Los jóvenes de hoy (una tercera parte de quienes tienen 30 años viven todavía en casa de sus progenitores) se lo piensan mucho antes de irse del hogar familiar. Y, todos en general, le damos mil vueltas a la cabeza antes de suscribir cualquier compromiso que suponga una atadura: hipotecarse comprando una vivienda, consolidar una relación sentimental, tener hijos, cambiar de lugar de residencia para acceder a un nuevo puesto de trabajo.

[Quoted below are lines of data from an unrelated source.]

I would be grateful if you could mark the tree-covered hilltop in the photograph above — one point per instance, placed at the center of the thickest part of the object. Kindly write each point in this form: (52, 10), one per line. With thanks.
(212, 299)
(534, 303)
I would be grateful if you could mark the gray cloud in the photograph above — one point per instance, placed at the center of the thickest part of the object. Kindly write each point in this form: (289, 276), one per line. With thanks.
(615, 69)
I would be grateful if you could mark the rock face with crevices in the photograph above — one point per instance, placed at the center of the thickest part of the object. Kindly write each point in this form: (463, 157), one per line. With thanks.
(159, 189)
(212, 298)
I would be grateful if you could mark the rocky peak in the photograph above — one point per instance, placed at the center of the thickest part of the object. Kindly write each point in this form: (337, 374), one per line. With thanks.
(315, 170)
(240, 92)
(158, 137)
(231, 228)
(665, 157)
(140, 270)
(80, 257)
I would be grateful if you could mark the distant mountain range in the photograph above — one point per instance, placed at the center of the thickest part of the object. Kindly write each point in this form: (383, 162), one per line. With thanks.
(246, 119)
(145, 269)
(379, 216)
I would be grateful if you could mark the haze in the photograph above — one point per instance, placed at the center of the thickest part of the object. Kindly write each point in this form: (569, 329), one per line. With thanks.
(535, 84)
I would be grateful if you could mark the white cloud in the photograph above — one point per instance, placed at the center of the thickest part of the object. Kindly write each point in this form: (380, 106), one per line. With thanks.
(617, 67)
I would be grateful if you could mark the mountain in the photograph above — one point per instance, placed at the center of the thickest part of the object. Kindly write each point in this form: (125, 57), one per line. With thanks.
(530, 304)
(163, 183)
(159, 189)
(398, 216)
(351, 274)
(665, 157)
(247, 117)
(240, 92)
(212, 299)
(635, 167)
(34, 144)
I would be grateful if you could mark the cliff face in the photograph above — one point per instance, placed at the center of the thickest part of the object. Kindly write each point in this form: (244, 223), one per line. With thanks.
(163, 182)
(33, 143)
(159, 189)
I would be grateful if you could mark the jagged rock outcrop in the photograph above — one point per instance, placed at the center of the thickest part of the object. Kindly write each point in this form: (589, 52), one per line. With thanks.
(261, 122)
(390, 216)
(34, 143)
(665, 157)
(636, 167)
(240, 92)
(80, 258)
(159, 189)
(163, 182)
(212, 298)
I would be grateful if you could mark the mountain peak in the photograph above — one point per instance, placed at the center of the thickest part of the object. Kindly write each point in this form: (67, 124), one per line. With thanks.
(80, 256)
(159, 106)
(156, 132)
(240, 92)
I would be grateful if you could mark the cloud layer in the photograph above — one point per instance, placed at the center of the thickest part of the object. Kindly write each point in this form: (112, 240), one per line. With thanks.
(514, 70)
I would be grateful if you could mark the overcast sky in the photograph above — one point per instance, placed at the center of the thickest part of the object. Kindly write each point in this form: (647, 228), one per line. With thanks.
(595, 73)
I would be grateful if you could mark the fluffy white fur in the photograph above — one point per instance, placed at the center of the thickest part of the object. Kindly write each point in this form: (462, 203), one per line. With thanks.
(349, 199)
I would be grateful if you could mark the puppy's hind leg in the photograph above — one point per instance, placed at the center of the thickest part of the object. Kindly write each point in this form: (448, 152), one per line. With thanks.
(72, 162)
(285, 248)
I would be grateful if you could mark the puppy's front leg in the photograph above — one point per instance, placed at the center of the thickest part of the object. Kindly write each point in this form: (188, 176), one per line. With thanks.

Este mundo de comodidades y seguridad en que vivimos nos ha hecho conservadores, recelosos ante el futuro y dubitativos, introspectivos y, lo que es peor, nos ha convertido en personas bastante inseguras y desconfiadas. Buena parte de esta situación se debe a la educación protectora y permisiva que los padres de las últimas generaciones han proporcionado a sus hijos. Esa sensación de bienestar a cambio de casi nada y con tan pocos límites y obligaciones, actúa como freno ante el cambio, al aumentar el nivel de prevención y exigencia ante las incertidumbres que generan los cambios estructurales. Sin duda, hay barreras objetivas ante las que apenas se puede intervenir, como la carestía de la vivienda o la escasez y baja remuneración del trabajo, que dificultan la toma de las decisiones relacionadas con la emancipación y el desarrollo personal.
Pero hace sólo tres décadas, ni se vivía tan cómodamente ni la gente había tenido tanto tiempo (antes de la vida en pareja y de tener descendencia) para construirse a sí misma, para definir sus preferencias y su propio estilo de vida. Crear una familia o irse de casa de los padres supone renuncias importantes, que pueden verse sobradamente compensadas una vez realizado el cambio pero que hacen que la gente se lo piense mucho antes de tomar la decisión.
Muy importante
Algunos jóvenes manifiestan miedo al compromiso con otras personas e, incluso, al compromiso con su propia autonomía. Temor a responsabilizarse, a vivir con independencia territorial y emocional respecto de sus padres. Miedo, en suma, a hacerse cargo de sí mismos, a ser responsables de sus actos, decisiones y opiniones. El miedo revela normalmente una desproporción entre la dimensión de lo que tenemos que afrontar y los recursos con que contamos para ello. Y no es suficiente con disponer de esos recursos, hemos ser conscientes de nuestra capacidad y para ello es indispensable ponerla en práctica.
Aquí está el centro de la cuestión. Los padres han protegido tanto a sus hijos, han querido allanarles tanto el camino, que no han hecho sino poner barreras a su evolución. Han olvidado que valerse por uno mismo y dotarse de la capacidad de afrontar las dudas, los problemas y las dificultades, sólo se aprende desde una autonomía de opinión y de acción, que debe irse construyendo con el transcurso de los años. Los jóvenes han de ir generando sus propios recursos, experimentando sus capacidades y comprobando que los errores son oportunidades de aprendizaje para crear respuestas más eficaces y adecuadas. Un joven que ignora sus capacidades tenderá a ser inseguro y temeroso, a manifestar dependencia de las personas que le han ayudado a resolver sus problemas. Una cosa es ayudar a los hijos y otra, bien distinta, realizar tareas y adoptar decisiones que les corresponden a ellos.